The RMIF spokesman said he feared people would miss "the excitement, the smell" of the showroom experience. Online car buying "is not a wise thing to do", he added. "What if the seat isn't comfortable?" His comments were greeted by email howls of derision from our readers knowing that by hook or by crook, the Web will revolutionise every area of commerce.
Seven months later, the European car dealers seem to have radically changed their tune. They now welcome the move onto the Web. Phil Jeffreys, a Vauxhall dealer in Wandsworth, London, said: "This is good news and we won't lose out. This is the way industry and society is going."
We spoke to the RMIF again and it too had changed tack since the start of the year. It said the announcement has been welcomed by all the dealers it had spoken to.

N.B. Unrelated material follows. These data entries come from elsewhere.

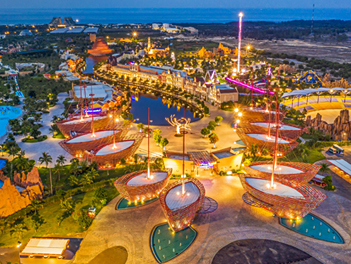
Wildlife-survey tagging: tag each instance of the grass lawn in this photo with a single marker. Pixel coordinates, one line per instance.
(59, 136)
(313, 156)
(103, 175)
(68, 227)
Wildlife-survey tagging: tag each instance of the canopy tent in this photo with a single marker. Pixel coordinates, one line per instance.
(342, 165)
(45, 247)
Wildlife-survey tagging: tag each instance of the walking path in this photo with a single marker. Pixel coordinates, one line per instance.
(233, 220)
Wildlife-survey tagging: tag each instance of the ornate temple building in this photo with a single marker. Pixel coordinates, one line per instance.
(100, 48)
(155, 51)
(221, 51)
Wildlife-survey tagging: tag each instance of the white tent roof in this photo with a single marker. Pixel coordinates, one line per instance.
(342, 165)
(318, 90)
(45, 246)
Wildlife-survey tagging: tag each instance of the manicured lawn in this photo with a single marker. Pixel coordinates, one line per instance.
(313, 156)
(68, 227)
(59, 136)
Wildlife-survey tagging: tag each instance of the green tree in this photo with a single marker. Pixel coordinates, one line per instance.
(60, 161)
(36, 205)
(140, 126)
(164, 142)
(35, 132)
(18, 230)
(205, 131)
(218, 120)
(35, 222)
(73, 180)
(84, 220)
(13, 150)
(324, 168)
(47, 159)
(157, 138)
(101, 194)
(253, 150)
(61, 194)
(211, 127)
(3, 224)
(68, 206)
(213, 139)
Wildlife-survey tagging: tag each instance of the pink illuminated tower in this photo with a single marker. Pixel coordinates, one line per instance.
(239, 38)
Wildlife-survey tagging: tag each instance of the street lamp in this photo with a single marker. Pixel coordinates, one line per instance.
(19, 256)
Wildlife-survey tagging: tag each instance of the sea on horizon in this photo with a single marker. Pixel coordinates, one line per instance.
(10, 16)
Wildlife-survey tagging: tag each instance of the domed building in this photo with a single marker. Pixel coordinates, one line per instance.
(100, 48)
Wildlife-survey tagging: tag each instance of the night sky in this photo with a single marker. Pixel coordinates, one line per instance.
(174, 4)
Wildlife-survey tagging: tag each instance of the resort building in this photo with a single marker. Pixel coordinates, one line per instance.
(223, 160)
(100, 47)
(214, 93)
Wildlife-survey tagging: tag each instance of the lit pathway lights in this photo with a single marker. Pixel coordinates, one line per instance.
(142, 186)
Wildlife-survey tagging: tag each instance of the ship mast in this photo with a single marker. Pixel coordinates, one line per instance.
(149, 176)
(92, 110)
(81, 101)
(272, 185)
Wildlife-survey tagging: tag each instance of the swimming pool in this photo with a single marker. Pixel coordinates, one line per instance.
(313, 226)
(7, 113)
(166, 245)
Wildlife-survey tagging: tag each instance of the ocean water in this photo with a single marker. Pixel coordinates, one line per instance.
(10, 16)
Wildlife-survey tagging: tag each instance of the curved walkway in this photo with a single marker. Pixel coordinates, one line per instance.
(233, 220)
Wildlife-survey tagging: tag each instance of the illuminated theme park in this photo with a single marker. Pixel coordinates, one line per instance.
(175, 143)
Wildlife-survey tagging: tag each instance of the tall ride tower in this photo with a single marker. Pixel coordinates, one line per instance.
(239, 38)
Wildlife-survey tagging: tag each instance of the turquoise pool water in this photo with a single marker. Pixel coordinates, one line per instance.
(7, 113)
(167, 245)
(314, 227)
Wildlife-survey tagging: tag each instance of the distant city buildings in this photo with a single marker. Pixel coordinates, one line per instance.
(67, 22)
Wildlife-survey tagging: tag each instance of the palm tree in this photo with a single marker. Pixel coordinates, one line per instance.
(3, 225)
(18, 230)
(47, 159)
(36, 205)
(86, 179)
(13, 150)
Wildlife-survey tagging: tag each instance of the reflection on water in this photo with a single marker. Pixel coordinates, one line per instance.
(91, 61)
(159, 109)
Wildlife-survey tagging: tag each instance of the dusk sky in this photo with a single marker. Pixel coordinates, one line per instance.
(175, 4)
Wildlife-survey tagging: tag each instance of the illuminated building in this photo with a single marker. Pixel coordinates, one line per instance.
(100, 48)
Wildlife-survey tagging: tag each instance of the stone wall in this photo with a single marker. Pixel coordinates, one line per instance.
(11, 200)
(339, 130)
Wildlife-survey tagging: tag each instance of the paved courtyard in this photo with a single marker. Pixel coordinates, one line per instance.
(233, 220)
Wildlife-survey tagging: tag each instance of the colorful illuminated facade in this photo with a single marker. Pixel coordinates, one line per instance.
(100, 48)
(284, 201)
(136, 186)
(295, 173)
(180, 210)
(110, 155)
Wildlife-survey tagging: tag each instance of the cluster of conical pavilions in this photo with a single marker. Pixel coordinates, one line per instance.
(279, 187)
(102, 138)
(97, 135)
(180, 201)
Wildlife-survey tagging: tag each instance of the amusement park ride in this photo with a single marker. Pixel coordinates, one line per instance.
(279, 187)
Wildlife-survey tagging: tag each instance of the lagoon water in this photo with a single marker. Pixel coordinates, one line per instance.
(158, 110)
(7, 113)
(10, 16)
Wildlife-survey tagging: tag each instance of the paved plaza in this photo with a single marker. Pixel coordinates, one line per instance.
(232, 221)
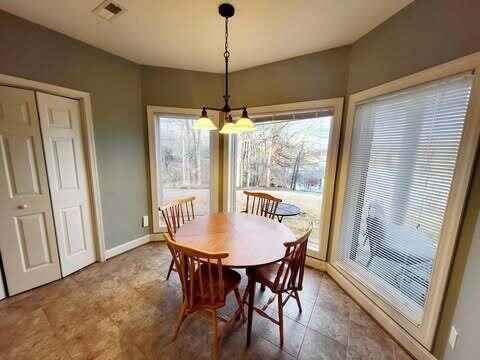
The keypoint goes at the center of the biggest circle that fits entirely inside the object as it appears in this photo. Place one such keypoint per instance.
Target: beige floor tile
(125, 309)
(319, 347)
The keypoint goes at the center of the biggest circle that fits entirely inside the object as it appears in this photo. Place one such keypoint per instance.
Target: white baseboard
(120, 249)
(316, 263)
(395, 330)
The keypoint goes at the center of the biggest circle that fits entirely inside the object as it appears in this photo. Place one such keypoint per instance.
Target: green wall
(31, 51)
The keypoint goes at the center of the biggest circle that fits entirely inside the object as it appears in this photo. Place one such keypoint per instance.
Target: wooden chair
(261, 204)
(284, 278)
(175, 214)
(205, 285)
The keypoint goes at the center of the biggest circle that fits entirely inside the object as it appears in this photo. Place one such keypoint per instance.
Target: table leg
(251, 301)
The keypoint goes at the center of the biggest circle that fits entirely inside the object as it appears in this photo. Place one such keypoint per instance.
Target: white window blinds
(403, 155)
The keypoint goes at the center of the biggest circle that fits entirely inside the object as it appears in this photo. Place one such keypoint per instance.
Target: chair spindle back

So has Vauxhall achieved the impossible, or are the usual fears about ecommerce - that it alienates the other market channels - untrue?
Cap Gemini's Doughty said: "Vauxhall has managed this very carefully and it is not full disintermediation. There are still areas of benefit for the dealers. It is symptomatic of the tightrope all manufacturers are walking. The problem is how to keep the dealers onside, but you have no choice. I don't think there will be big volume but the margins on these sales will be better."
A spokesman for Daewoo still holds a more traditional view. He said: "Europe is not as advanced as the US. The Internet is good for getting information and whittling down your shopping list at which point, armed with the information, people go to the showroom and kick the tyres. A car is the second biggest purchase most people make in their lives so you need to get a feel for the car. The idea of an automated, soulless purchase does not appeal to people." But he did concede that Vauxhall has made a bold move, and may prove Daewoo wrong.
Mike Godliman, a director at retail analysts, Verdict, said: "From a purely retail point of view ecommerce is going to be another channel to market. It is no different to a shop, a catalogue or a home shopping channel on TV."
But he pointed out that car dealers, with their "Swiss Tony" image, have an extra difficulty: "The problem for car dealers is that people do not like walking into salesrooms to buy cars. Look at bookshops which have already had to react to ecommerce - they have changed the stores to make them more appealing - turning them into coffee bars to differentiate themselves from the Web. Car dealers will have to go through a similar process and give themselves a friendlier image."